Walter White Project
Over the last few years I have been preparing a multimedia project on Walter White, the leader of the NAACP from 1929 until his death in 1955. I am almost finished. Here is my closing statement:
Walter White was an unarmed David who fought against an entrenched Goliath whose belief in the inferiority of African Americans was unquestioned. The actions of most white Americans ran from benign indifference to the maintenance of a racial caste system which ensured white superiority. Walter White changed that. Between Booker T. Washington’s death and Martin Luther King Jr.’s rise he came to be the personification of hope for those millions of African Americans trapped behind the color line. As his sister wrote him, “the little people in the alleys and slums might not know who the President is or even who Abraham Lincoln was, but they all know and worship Walter White.” Compared to his contemporaries W.E.B. Du Bois, Marcus Garvey or A. Phillip Randolph his actions and deeds rather than their words improved the lives of more African Americans than anyone else did between the First World War and his death in 1955. As his biographer summed up:
He was opinionated, vain and impulsive, can could engage in chicanery with the best. [Lester Granger of the National Urban League wrote] “His cocky aggressiveness stayed with him as long as he lived – as did his boyhood vanity – but it was these very qualities that helped to make him the best lobbyist our race has ever produced, and one of the best of any race.”…White was “restless, energetic cocky,'” or in the words of his friend Louis Wright, “that damned little pony, always prancing around.”

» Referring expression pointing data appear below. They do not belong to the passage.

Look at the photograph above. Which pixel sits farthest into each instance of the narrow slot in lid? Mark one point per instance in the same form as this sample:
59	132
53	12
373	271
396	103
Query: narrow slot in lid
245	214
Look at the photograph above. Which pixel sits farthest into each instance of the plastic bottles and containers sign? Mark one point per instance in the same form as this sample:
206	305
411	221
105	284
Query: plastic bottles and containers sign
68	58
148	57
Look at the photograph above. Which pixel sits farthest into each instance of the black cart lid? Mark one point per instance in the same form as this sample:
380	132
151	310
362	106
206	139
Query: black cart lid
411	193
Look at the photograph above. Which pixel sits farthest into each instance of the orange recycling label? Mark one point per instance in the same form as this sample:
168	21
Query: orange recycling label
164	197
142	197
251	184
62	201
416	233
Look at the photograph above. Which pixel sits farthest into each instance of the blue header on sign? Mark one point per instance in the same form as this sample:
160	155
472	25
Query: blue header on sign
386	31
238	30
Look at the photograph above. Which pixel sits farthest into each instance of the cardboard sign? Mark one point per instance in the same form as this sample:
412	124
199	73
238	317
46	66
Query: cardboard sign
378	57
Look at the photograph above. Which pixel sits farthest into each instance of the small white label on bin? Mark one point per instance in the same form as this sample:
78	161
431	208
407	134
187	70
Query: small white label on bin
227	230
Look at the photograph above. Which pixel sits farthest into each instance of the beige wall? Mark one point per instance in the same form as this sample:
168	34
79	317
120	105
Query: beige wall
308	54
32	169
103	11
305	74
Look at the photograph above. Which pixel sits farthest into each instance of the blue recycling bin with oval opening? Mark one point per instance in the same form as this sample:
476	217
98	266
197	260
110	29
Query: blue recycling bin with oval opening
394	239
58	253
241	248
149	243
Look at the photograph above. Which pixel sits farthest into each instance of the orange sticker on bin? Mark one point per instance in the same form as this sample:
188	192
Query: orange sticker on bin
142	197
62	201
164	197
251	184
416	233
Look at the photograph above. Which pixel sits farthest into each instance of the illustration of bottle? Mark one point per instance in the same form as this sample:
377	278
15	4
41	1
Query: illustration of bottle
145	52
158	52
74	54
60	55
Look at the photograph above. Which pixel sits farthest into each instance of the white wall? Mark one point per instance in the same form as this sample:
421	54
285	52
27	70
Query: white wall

He was all that and so much more. He was a Negro by moral choice as well as ancestry. Once having made that moral choice he literally dedicated his life to the service of civil rights. He never doubted what side he was on. The long hours, constant stress, and continual travel undoubtedly contributed to the brevity of his life. No matter how many times he lost he persevered in his struggle against racism. He understood full well the difference between power (the ability to make policy decisions) and influence (the ability to sway those who did). At a time when a black man had to content himself with hoping to influence those in power rather than holding power himself, White became a master at it. He led the campaign to bring federal power to bear when local legal and governmental structures were designed to keep African Americans as second class citizens. The NAACP’s legal battles were to move individual discrimination cases all the way to the Supreme Court so that federal power would be brought to bear to end discrimination. The Brown vs Board of Education Supreme Court decision was just one example of such cases. They challenged everything from graduate and professional school discrimination to housing discrimination to voting rights.

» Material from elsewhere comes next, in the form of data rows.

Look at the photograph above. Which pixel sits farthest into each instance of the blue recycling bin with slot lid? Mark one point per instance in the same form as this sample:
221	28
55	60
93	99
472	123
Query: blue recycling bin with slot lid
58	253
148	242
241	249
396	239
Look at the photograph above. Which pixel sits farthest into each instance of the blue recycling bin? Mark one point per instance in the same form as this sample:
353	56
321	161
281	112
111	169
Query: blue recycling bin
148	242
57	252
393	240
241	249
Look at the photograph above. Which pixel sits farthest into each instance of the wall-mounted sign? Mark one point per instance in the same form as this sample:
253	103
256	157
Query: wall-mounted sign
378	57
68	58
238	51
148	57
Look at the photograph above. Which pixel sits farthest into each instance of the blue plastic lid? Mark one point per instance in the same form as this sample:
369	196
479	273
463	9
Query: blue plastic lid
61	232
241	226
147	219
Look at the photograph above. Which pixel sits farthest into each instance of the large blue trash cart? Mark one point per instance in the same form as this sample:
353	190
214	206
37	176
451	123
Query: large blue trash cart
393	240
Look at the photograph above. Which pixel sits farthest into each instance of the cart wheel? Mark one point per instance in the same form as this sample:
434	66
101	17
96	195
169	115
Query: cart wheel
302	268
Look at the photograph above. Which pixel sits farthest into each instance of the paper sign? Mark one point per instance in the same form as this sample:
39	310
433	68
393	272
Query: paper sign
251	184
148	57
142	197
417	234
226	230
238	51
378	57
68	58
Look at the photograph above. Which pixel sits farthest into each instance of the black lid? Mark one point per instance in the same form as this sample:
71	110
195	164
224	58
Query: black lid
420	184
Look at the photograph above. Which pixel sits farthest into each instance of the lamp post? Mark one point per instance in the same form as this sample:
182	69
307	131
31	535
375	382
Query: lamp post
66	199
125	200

By the time of his death his brand of elite politics had perhaps run its course and further progress needed the mass politics he always avoided for fear that he could not control it. The civil rights movement was about to move into a new phase of mass direct action which would raise up a new leader, Martin Luther King Jr. However it is worth noting that Rosa Parks whose refusal to give up her bus seat sparked the Montgomery bus boycott, had been a member of the NAACP since 1943 and was volunteer secretary for the Montgomery NAACP branch when she took her action. She was in a sense the child of the struggle that Walter White had led. The modern civil rights movement grew upon the legacy and organization that White had built into a force potent enough to change America.

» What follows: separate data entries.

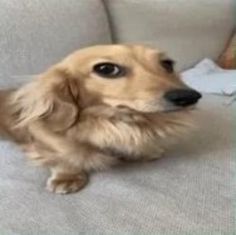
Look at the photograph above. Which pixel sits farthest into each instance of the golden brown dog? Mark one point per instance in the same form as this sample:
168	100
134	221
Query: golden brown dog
96	107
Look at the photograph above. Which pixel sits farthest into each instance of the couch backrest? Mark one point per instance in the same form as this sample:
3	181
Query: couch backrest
35	33
188	29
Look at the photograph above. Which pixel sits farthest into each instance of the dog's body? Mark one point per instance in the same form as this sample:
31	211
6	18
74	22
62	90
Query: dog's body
83	114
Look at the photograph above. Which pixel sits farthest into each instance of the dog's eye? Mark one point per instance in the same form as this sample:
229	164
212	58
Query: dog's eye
109	70
168	65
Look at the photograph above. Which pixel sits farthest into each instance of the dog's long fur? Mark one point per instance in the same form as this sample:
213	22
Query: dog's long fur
73	121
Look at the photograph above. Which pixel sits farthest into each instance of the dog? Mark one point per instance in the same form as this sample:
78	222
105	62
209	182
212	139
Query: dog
100	106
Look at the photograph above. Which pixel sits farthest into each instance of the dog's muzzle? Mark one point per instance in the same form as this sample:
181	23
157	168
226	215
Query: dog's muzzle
182	97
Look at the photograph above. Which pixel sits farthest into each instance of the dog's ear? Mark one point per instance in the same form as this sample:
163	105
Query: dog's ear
52	98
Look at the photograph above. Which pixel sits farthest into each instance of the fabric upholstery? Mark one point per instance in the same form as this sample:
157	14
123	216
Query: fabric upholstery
228	58
189	191
36	34
189	30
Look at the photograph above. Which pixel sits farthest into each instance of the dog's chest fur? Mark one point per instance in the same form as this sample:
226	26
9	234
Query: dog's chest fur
124	133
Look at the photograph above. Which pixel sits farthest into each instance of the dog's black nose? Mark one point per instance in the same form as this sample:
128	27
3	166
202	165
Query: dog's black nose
182	97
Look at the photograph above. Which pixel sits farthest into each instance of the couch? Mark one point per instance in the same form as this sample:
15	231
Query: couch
190	190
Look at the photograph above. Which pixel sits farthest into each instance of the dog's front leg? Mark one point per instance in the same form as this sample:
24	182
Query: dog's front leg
64	180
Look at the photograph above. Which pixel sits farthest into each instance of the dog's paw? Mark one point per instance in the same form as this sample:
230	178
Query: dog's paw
67	184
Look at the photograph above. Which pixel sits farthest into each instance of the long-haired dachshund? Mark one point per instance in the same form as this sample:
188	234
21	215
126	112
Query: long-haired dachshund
97	107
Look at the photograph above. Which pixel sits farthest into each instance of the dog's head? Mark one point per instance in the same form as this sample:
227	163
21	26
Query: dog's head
131	76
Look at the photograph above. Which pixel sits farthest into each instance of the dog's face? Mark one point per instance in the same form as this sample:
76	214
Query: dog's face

Finally Walter wanted to make it possible for black people to marry anyone they wanted. His own happiness to be with his soul mate took courage to act in the face of what he knew would be outrage from his own NAACP colleagues as well as those racists who opposed interracial marriage. His marriage to whomever he wanted transcended the racial mores, political realities and expectations of others. When he transcended his “Negro” status for personal happiness he tragically lost his place in history. His “tragedy” was our failure.